Egmont National Park Centenary
The 100th anniversary of Egmont National Park will draw the Prime Minister and the Minister of Conservation to separate functions on Friday (20 October), to re-open public facilities refurbished to mark the centenary.
Conservation Minister Sandra Lee will open the newly renovated North Egmont visitor centre early in the morning. Prime Minister Helen Clark is then scheduled to open the revamped Dawson Falls visitor centre.
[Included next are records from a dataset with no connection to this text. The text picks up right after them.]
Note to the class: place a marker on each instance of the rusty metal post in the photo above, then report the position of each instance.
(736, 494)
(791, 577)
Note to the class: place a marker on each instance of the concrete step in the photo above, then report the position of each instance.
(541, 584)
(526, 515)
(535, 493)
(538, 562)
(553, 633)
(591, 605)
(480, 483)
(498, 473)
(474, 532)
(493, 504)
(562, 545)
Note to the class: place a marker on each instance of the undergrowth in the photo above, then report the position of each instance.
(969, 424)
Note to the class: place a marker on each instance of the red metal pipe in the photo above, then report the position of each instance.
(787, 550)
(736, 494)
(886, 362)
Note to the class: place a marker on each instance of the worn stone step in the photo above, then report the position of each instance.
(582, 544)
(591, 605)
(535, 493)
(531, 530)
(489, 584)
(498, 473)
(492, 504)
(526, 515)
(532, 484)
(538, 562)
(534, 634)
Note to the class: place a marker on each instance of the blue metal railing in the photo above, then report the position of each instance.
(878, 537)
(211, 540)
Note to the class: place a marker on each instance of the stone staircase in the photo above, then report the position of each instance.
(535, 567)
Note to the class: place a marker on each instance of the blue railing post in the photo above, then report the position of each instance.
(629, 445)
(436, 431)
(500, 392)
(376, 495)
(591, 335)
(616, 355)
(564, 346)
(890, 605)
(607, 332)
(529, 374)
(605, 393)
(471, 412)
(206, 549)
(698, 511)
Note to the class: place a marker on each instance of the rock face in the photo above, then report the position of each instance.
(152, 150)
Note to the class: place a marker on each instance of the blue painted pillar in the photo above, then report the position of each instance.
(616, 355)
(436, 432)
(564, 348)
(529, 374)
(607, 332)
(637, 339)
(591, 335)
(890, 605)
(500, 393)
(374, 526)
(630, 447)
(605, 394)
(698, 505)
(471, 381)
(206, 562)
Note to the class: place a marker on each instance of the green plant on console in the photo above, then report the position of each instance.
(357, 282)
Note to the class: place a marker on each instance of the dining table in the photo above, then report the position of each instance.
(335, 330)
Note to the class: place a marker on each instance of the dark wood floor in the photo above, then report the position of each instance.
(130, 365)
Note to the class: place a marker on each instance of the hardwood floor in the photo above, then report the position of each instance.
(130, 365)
The upgrades of both DOC centres and related visitor facilities have cost more than $1.5m.
Ms Lee said Egmont National Park, as the second oldest of New Zealand's 13-national parks, was established to protect its indigenous forests and other natural resources from being plundered or destroyed.
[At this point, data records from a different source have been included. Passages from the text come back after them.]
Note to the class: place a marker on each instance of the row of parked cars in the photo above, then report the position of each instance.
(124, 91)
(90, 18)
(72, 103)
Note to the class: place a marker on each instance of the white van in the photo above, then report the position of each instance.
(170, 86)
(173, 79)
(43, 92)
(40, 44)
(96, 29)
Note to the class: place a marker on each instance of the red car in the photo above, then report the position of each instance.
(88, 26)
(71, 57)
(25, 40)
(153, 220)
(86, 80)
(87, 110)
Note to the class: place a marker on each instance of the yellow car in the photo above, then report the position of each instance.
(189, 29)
"It is appropriate that the Prime Minister and I should be celebrating a hundred years of preserving natural resources with high conservation values at the Egmont National Park in the same week that the Government passes legislation to safeguard the Crown-managed West Coast indigenous forests," she said.
Ms Lee said Egmont National Park started out as a forest reserve in 1881, and it was gazetted a national park on 20 October 1900. She said many groups and organisations had been involved in park protection work during the past century, including the Scenic Preservation Society, local boards and local authorities, the old Lands and Survey Department, as well as DOC from 1987 working with the Taranaki-Whanganui Conservation Board.
"The new focus is on greater involvement with the wider community including tangata whenua, leading towards improved cooperation in the management of the park," said Ms Lee.